Learning how to write multivariate outcomes models

I’m trying to learn how to fit a multivariate outcomes model. I read section 9.15 from the stan manual, and I have a question about how to include different covariates for different outcomes. For example, suppose my two outcomes are y1 and y2 and the underlying data generating process is the following:

Generate some fake data

set.seed(212018)
rbvn <- function (n, m1, s1, m2, s2, rho) {
   X1 <- rnorm(n, mu1, s1)
   X2 <- rnorm(n, mu2 + (s2/s1) * rho * 
                 (X1 - mu1), sqrt((1 - rho^2)*s2^2))
   cbind(X1, X2)
}

N <- 100
mu1 <- 0
s1 <- 1
mu2 <- 0
s2 <- 1
rho <- 0.5

e <- rbvn(N,mu1,s1,mu2,s2,rho)

x1 <- rnorm(N,0,1)
x2 <- rnorm(N,0,1)
x3 <- rnorm(N,0,1)
t <- sample(x = c(0,1), size=N, replace = T)

y1 <- 0.5 + 2.12*x1 + 5.78*x3 + 9.15*t + e[,1]
y2 <- 2 + 7.82*x1 + 4.21*x2 + 3.57*t + e[,2]

Note that y2 is not a function of x3 and y1 is not a function of x2. If I ignore this fact, I can fit this model using the example code from the manual:


data {
  int<lower=1> K;
  int<lower=1> J;
  int<lower=0> N;
  vector[J] x[N];
  vector[K] y[N];
}

parameters{
  matrix[K,J] beta;
  cov_matrix[K] Sigma;
}

model {
  vector[K] mu[N];
  for (n in 1:N)
    mu[n] = beta * x[n];
  y ~ multi_normal(mu,Sigma);
}

I’m trying to change the code to incorporate the fact that the two outcomes should have a different set of covariates. I tried this:


data {
  int<lower=1> J;
  int<lower=0> N;
  vector[J] x[N];
  vector[1] xtwo[N];
  vector[1] xtrhee[N];
  vector[2] y[N];
}

parameters{
  vector[J] beta_one;
  vector[J] beta_two;
  vector[1] gamma_one;
  vector[1] gamma_two;
  cov_matrix[2] Sigma;
}

model {
  vector[2] mu[N];
  for(i in 1:N){
    mu[1,i] = dot_product(x[i], beta_one)+ dot_product(xtrhee[i], gamma_one);
    mu[2,i] = dot_product(x[i], beta_two)+ dot_product(xtwo[i], gamma_two);
  }
  y ~ multi_normal(mu,Sigma);
}

But when I try to fit it I get an error:

library(rstan)

df <- data.frame(x1=x1,x2=x2,x3=x3,t=t,y1=y1,y2=y2)

fml <- as.formula(y1 ~ x1+x2+x3+t)

model_data <- model.matrix(data = df, fml)

outcomes <- data.frame(y1=y1,y2=y2)

stan_dat <- list(J = ncol(model_data[,c(1,2,5)]),
                 N = 100,
                 x = as.matrix(model_data[,c(1,2,5)]),
                 xtwo = as.matrix(df$x2),
                 xtrhee = as.matrix(df$x3),
                 y = as.matrix(outcomes))

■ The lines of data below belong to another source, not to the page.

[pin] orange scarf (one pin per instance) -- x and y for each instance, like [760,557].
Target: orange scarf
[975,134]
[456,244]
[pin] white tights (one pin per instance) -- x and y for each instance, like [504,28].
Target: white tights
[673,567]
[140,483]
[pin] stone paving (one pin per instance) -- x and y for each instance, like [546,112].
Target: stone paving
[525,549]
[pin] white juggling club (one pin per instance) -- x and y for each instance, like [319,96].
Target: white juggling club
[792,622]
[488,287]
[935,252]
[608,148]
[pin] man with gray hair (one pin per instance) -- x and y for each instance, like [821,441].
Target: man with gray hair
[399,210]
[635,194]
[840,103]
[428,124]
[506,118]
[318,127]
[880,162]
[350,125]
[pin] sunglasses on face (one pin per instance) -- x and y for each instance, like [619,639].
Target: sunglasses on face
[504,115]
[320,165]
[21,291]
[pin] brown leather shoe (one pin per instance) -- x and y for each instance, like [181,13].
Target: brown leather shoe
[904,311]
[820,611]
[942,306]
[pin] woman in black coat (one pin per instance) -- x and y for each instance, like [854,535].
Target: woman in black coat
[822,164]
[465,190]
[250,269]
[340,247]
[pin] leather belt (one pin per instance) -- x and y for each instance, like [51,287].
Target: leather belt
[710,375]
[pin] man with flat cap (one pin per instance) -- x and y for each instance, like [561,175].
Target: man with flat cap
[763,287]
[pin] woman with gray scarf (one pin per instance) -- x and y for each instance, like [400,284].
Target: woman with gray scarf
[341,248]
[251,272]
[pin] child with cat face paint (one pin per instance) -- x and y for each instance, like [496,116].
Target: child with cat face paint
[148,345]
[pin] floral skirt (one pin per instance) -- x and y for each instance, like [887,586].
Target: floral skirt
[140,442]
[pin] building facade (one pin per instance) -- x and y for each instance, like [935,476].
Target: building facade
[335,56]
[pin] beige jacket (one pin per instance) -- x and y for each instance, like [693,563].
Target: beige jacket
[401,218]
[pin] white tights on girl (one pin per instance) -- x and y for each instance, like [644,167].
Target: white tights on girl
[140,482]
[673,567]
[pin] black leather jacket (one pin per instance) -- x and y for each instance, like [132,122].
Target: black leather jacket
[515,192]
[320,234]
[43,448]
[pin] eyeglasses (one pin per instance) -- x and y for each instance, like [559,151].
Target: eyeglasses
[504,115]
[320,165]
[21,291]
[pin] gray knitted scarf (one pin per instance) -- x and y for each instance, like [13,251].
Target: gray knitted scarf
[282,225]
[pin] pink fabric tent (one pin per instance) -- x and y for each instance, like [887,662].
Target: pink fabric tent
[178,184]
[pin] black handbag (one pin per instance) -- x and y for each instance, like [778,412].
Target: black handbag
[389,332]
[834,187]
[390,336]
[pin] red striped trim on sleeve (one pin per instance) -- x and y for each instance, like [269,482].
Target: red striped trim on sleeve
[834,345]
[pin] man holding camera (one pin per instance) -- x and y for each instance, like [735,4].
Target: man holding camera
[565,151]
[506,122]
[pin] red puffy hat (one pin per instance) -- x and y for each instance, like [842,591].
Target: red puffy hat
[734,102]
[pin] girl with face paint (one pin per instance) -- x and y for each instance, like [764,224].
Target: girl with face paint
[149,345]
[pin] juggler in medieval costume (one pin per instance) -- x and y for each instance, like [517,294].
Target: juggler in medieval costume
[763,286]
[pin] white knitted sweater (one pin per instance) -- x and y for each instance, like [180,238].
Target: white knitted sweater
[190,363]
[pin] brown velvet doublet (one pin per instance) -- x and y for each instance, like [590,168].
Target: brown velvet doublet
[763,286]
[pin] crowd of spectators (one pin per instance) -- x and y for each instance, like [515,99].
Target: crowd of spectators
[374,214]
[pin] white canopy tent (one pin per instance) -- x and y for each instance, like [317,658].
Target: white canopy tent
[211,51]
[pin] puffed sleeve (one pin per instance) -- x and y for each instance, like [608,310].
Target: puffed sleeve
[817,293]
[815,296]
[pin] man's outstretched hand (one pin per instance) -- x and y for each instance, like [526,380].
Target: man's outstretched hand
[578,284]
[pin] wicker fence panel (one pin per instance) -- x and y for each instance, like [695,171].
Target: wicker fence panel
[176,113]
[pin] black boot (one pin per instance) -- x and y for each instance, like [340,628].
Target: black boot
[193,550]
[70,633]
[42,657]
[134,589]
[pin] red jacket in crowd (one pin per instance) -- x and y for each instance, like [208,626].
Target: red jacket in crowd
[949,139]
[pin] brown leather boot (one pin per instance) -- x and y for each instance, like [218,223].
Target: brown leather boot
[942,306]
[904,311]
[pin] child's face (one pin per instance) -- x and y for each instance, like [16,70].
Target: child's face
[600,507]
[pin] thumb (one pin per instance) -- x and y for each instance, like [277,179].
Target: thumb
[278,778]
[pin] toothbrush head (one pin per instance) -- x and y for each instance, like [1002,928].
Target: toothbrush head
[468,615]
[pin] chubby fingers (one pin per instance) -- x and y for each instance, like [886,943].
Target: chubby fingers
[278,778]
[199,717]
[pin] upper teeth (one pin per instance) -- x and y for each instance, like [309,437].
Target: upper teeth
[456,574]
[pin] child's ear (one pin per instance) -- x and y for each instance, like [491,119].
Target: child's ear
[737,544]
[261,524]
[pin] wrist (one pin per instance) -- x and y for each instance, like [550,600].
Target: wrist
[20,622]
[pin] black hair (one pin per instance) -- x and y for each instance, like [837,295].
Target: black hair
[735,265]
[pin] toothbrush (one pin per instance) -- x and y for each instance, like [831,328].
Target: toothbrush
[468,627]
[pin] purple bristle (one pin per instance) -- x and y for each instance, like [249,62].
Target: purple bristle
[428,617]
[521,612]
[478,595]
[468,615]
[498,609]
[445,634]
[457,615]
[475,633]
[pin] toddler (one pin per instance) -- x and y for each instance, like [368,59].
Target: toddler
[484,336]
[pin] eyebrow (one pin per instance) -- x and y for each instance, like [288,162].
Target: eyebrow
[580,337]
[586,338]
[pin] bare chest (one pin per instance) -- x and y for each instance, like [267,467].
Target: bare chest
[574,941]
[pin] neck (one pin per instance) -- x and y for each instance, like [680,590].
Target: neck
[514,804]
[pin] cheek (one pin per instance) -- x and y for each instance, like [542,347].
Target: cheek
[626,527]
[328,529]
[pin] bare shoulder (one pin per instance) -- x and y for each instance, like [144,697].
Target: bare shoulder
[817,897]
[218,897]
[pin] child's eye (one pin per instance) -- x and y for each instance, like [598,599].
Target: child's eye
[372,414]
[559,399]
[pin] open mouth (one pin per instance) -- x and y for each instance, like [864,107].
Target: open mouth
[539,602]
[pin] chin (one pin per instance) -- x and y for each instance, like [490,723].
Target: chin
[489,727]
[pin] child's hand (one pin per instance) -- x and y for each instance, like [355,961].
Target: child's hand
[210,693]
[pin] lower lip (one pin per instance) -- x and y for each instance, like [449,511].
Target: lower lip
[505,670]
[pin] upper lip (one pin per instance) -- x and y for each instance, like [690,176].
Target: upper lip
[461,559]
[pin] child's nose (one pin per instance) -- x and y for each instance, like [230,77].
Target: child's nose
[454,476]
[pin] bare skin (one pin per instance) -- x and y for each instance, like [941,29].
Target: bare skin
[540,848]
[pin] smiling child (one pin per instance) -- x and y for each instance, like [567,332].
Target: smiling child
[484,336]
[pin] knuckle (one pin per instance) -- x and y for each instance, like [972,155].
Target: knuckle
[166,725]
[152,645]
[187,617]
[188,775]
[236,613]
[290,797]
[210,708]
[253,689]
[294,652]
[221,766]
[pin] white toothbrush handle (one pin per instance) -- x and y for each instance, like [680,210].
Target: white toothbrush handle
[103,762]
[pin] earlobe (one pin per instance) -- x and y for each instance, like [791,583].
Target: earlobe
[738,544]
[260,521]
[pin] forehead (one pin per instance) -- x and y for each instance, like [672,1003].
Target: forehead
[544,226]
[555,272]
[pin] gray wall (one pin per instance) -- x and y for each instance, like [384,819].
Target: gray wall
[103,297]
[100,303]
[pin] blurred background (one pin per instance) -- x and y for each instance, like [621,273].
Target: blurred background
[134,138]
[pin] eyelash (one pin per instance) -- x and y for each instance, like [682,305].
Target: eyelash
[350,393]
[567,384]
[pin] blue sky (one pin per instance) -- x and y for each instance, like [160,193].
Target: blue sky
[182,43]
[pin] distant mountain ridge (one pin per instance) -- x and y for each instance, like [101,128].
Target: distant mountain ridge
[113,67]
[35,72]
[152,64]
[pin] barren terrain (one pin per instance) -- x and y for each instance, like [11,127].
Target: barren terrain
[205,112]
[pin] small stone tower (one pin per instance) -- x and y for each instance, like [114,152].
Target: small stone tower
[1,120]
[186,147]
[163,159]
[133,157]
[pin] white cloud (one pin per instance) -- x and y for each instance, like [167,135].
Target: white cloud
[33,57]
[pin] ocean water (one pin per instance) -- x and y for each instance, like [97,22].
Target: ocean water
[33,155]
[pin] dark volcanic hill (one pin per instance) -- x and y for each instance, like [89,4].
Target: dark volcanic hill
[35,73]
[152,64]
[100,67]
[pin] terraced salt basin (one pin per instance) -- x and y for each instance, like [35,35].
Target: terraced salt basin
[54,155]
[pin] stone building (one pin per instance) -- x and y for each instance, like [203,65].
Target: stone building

fit2 <- sampling(model2, data = stan_dat) 

print(fit2)

SAMPLING FOR MODEL 'stan-5f8a22861036' NOW (CHAIN 1).
Unrecoverable error evaluating the log probability at the initial value.
Exception: []: accessing element out of range. index 3 out of range; expecting index to be between 1 and 2; index position = 2mu  (in 'model5f8a1432a18b_stan_5f8a22861036' at line 22)

[1] "Error in sampler$call_sampler(args_list[[i]]) : "                                                                                                                                         
[2] "  Exception: []: accessing element out of range. index 3 out of range; expecting index to be between 1 and 2; index position = 2mu  (in 'model5f8a1432a18b_stan_5f8a22861036' at line 22)"
error occurred during calling the sampler; sampling not done

My guess is that my syntax for mu is wrong, but i tried a few different things that did not work either.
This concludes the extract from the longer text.